We're super excited to share with you two great tools that allow you to build predictive models in the cloud: BigML and yhat.

Here's the schedule for the evening:

6:30pm-7pm: Doors open, food & mingling

7:00pm: Dave Gerster, VP of Data Science at BigML

7:40pm: Greg Lamp, Co-founder of yhat

8pm-9pm: Networking

>>You must submit your first and last name and bring ID in order to attend.

Yelp works hard to keep their office secure. Their security people + someone from Zipfian Academy will be checking IDs.

If your name on Meetup.com does not have your first and last name, you must submit it through this form:

https://docs.google.com/forms/d/13EDHR2aWQY260xuwAi3f4dpwJECdXwA7gSP9ZVgGG8M/viewform

Thanks!

Speakers:

Dave Gerster, VP of Data Science at BigML

Let’s say have a clean data set (finally!) and are ready for the fun part: analysis and model-building.
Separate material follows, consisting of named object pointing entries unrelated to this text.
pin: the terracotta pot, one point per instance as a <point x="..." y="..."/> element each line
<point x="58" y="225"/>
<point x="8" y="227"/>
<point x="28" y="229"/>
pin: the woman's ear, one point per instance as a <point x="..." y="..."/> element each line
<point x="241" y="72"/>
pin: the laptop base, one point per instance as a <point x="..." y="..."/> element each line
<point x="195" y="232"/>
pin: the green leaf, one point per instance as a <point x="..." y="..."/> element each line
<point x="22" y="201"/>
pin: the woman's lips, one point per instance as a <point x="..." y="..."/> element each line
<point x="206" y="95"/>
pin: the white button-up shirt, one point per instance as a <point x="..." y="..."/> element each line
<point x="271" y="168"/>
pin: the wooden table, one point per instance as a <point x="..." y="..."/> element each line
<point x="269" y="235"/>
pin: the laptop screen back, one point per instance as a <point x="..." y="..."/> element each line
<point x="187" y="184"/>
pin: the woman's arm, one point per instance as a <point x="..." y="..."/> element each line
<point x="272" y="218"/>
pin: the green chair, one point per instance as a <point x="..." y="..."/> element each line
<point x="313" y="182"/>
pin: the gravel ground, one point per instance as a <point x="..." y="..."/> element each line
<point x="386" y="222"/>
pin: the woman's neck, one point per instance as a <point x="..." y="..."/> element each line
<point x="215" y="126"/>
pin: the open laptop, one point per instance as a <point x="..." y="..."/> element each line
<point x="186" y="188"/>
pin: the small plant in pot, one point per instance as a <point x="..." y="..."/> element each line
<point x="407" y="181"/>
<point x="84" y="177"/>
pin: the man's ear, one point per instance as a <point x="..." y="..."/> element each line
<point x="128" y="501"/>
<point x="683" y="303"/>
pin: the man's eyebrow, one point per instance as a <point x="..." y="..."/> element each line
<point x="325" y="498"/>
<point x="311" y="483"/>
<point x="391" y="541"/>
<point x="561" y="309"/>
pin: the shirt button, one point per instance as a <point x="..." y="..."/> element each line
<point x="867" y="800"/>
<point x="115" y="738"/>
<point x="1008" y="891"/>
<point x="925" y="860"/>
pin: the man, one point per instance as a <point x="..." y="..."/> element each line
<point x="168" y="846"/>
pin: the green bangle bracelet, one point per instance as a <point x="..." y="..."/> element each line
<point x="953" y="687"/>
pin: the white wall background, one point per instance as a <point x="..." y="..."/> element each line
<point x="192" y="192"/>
There’s a lot of things you can do at that point.

One awesome option is to start your analysis with a decision tree in the cloud. On BigML, you can make one in just 10 minutes. There's also a powerful way built-in to explore confidence in its predictions.

We’re stoked to have Dave present. He is the VP of Data Science for BigML, was formerly the Director of Data Science at Groupon, Principal Program Manager at Bing, and Director of Analytics at Yahoo!. (Whew.)

Dave will show us through BigML and discuss how it works under the hood.

Greg Lamp, Co-founder of yhat

We’re also very excited to share with yhat with you. Think of their company as the Heroku of data science - they make it super-easy to deploy predictive analytics.

Once you've written your model in R or Python, you might hand it off to a production engineer to implement. However, this work is time-consuming and error-prone. According to Greg and his co-founder Austin, you can deploy your model in minutes on their platform.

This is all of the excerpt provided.